Merchant’s Restaurant: Located downtown at a beautifully-restored resort where Hank Williams, Patsy Cline and Loretta Lynn once stayed, Merchant’s provides two unique dining choices. The first floor, with superbly preserved original marble counters and tile, is a casual bistro that keeps dishes under $20 for lunch and dinner. The wood-paneled second floor provides a more distinguished (and pricier) dining experience. A normal lunch will see a wonderful mix of tourists and the business audience. Co-owner Benjamin Goldberg describes Merchant’s menu as “modern American food with a Southern Soul” with a modern take on comfort food.
Loveless Café and Motel: If you are staying in downtown Nashville, it is a small drive to get out to the Loveless Café. But once you bite into that first biscuit, you will quickly understand that for your next trip to Nashville, you would be inclined to walk barefoot on broken glass to get back. Featured in too many books to even attempt to mention, the Loveless Café is the quintessential southern dining experience. Reservations are only for parties of 12 or more, so to prevent a lengthy wait attempt to plan your trip at an off-peak time, like a weekday.

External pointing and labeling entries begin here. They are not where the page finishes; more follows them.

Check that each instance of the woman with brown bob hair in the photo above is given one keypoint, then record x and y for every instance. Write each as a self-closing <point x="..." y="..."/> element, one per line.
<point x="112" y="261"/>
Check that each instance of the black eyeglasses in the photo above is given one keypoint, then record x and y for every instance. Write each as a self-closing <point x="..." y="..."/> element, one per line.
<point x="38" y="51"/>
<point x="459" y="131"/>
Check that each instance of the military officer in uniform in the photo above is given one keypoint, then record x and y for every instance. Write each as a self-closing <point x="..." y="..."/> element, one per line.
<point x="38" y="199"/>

MAFIAoZA’s Pizzeria and Pub: If you find yourself searching for a pizza while honky tonkin’ in Nashville, try this pizza palace in the town’s popular 12 South neighborhood. Obtaining a 1920s New York vibe to Nashville, MAFIAoZA’s specialization is thin-crust pizza sold by the slice or the entire pie. The air is very family friendly and on a wonderful day the terrace is a excellent spot to enjoy a glass of vino from their extensive wine list. You may even work off the meal with a post-pizza walk into the many unique shops in the region.